Rory Sutherland Rory Sutherland

Why the four-day week could work

issue 27 October 2018

Most people were scandalised by John McDonnell’s proposal to promote a four-day working week. But before we get incensed about giving people more leisure during their working life, we need to ask another question. If it really is so vital to the economy that people spend more time at work, then why does the government spend £41 billion every year (a third of the cost of the NHS) providing tax relief on pension contributions? This merely encourages older and more experienced employees to leave the workforce several years earlier than necessary. Remember, five years needlessly spent in retirement is 20 years that could have been spent enjoying a working life of three-day weekends.

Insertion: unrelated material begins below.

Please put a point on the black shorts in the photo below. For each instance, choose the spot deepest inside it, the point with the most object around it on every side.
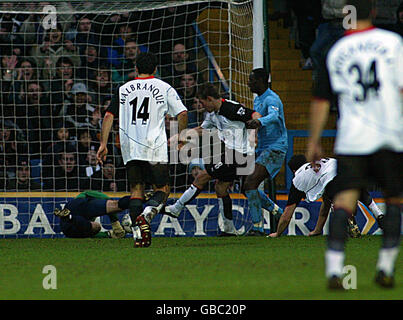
(384, 168)
(143, 172)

We don’t only have a problem with inequality of wealth — we have a problem with inequality of leisure. Britain’s leisure gains have mostly accrued to the young and the old. To the young in the form of ludicrously protracted time spent in higher education; to the old in the form of premature retirement. Relatively modest public-sector workers are given pensions worth millions in their sixties. Meanwhile, a middle-aged couple with children have no choice but to work 80 hours a week between them just to maintain a household. They might like to move into the larger house next door, but there’s probably a pensioner living in it.

Trust me, we need older people in the workforce. In my experience, it is only the over-fifties who really know what they’re doing. And this isn’t the 1930s. Fewer jobs are physically gruelling and life expectancy is higher. Wondrous and under-used technologies such as video-conferencing allow people to do much useful work from home. Both my father and father-in-law worked happily beyond their mid-seventies — far healthier than doing nothing at all.